The primary virtue of a metaphor is that it is clearer than the underlying truth you are trying to explicate.
The second necessary quality of a metaphor is that it applies. As Naval scholar Alfred Thayer Mahan noted in his work of training officers, "A great leader is the one who knows all the principles from history and then knows in the situation before him, that a principle applies when it applies and doesn't apply when it doesn't apply." It's the same with a great artist.
The third quality of a metaphor is that it provides the emotional resonance that is harder to access in the simple unaided truth. Consider the most famous allegory in philosophical literature, Plato's Cave.
Plato could have simply said that the movement from double ignorance to wisdom necessitates many bracing shocks along the way as one is wrenched out of one's comfort zone, stripped of illusion and slowly is able to encounter reality.
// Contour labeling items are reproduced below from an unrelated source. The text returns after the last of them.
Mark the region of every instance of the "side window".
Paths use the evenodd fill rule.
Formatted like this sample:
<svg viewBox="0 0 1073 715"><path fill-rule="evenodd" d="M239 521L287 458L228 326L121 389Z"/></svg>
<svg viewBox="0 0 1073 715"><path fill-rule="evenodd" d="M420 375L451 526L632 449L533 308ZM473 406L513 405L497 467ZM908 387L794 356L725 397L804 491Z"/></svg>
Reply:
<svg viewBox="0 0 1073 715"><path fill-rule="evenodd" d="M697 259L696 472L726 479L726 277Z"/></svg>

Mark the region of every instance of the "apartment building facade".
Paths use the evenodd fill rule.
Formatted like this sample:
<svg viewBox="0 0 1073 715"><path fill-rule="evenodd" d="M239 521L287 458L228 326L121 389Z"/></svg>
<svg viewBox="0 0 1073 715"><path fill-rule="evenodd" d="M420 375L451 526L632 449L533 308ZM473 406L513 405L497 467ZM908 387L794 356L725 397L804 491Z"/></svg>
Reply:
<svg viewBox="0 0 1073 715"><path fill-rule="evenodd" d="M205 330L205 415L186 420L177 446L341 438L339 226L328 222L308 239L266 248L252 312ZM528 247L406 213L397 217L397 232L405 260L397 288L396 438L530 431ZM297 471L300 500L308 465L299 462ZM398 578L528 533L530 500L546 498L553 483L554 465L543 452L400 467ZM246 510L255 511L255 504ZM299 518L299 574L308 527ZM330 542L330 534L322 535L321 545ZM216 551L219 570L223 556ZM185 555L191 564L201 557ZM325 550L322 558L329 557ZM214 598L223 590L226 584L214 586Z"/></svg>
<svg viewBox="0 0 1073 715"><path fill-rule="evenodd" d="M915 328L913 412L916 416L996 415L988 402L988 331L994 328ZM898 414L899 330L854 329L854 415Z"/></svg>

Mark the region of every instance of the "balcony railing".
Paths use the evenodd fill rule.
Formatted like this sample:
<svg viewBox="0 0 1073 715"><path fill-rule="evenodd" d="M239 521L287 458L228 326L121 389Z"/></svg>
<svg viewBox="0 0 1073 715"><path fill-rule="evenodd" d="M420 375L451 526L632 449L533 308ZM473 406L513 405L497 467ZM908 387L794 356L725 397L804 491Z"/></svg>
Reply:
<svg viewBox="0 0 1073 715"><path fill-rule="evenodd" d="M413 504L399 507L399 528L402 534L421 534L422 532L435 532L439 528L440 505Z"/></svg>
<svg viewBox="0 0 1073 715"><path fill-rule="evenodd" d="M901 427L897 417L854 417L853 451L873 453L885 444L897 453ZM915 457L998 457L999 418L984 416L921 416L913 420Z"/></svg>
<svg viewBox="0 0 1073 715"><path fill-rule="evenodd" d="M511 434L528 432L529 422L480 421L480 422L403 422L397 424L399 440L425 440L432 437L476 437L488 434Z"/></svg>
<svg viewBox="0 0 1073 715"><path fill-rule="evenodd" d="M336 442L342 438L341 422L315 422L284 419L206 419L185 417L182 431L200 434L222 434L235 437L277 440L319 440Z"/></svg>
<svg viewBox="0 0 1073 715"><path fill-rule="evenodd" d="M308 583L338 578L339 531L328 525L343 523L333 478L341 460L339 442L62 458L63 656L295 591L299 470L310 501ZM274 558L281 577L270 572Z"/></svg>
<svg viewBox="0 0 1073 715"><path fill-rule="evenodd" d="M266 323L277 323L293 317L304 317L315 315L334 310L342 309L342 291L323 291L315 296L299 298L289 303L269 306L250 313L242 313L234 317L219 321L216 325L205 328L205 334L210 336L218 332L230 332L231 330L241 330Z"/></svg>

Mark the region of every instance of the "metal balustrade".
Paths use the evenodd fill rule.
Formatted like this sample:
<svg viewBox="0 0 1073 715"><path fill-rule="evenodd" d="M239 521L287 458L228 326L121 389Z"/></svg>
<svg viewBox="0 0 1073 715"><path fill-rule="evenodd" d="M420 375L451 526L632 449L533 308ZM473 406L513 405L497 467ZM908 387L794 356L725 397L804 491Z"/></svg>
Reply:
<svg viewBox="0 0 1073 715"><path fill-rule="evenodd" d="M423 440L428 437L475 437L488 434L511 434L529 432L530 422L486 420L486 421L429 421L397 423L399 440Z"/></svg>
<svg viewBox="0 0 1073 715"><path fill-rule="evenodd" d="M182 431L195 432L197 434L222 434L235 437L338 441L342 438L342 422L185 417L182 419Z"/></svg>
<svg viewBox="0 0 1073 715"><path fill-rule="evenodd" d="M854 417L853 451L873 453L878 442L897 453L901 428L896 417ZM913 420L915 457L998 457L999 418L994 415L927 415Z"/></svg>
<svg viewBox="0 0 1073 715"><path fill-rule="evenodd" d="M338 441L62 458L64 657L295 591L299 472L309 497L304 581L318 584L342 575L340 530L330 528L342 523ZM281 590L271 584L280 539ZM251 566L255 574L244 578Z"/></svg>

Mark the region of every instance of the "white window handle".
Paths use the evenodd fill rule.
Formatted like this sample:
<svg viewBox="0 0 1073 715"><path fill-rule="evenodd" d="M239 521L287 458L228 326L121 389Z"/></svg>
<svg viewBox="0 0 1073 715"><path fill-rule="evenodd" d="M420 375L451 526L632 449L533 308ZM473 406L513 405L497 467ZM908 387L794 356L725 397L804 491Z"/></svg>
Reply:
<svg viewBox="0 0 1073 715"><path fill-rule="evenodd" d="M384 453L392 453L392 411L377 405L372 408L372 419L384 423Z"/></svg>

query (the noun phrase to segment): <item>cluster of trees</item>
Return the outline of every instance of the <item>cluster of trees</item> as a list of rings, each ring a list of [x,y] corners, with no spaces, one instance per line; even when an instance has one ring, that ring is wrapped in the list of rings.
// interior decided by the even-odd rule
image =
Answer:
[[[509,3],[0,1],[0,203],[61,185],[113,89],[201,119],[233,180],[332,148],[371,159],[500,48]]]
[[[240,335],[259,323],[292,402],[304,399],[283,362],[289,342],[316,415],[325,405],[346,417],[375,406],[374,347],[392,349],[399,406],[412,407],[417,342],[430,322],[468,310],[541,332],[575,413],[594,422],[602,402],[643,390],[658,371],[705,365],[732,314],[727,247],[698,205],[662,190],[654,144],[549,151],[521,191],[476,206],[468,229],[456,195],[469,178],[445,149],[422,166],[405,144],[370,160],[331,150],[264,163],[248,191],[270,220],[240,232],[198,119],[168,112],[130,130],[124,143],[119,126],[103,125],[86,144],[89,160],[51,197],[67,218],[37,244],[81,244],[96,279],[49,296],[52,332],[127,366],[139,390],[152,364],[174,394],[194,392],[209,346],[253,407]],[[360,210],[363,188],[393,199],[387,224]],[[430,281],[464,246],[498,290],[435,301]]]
But that statement washes over most hearers without any urgency and makes no connection to the life of most heaers. But tell people that they are prisoners in a cave chained and deceived. Tell them that they experience terror when the light first strikes their darkened eyes and that they have to be dragged forcibly out of the place in which hey feel safe. Tell them that that moving from blindness to sight is a slow process but that finally the presence and light of the sun will become their dearest and most cherished gift. There is energy and passion and fascination and attraction in the metaphor that the simple truth lacks.
In her story Good Country People, the great one, Flannery O’Connor, created a character who was a PhD with a wooden leg. O'Connor wrote about the device to highlight an important aspect of utilizing metaphor in narrative writing.
“She (the character, Hulga) believes in nothing but her own belief in nothing, and we perceive that there is a wooden part of her soul that corresponds to her wooden leg. Now of course this is never stated. The fiction writer states as little as possible. The reader makes this connection from things he is shown. He may not even know that he makes the connection, but the connection is there nevertheless and it has its effect on him.” (Flannery O’Connor, Mystery and Manners)
The truth is, it is easier to tell people what you think, then to entice them to think on something, which is what a good visual image does. Coming up with a good visual image for a story requires a double portion of the intelligence, sensitivity and imagination that a reader will need to unravel it.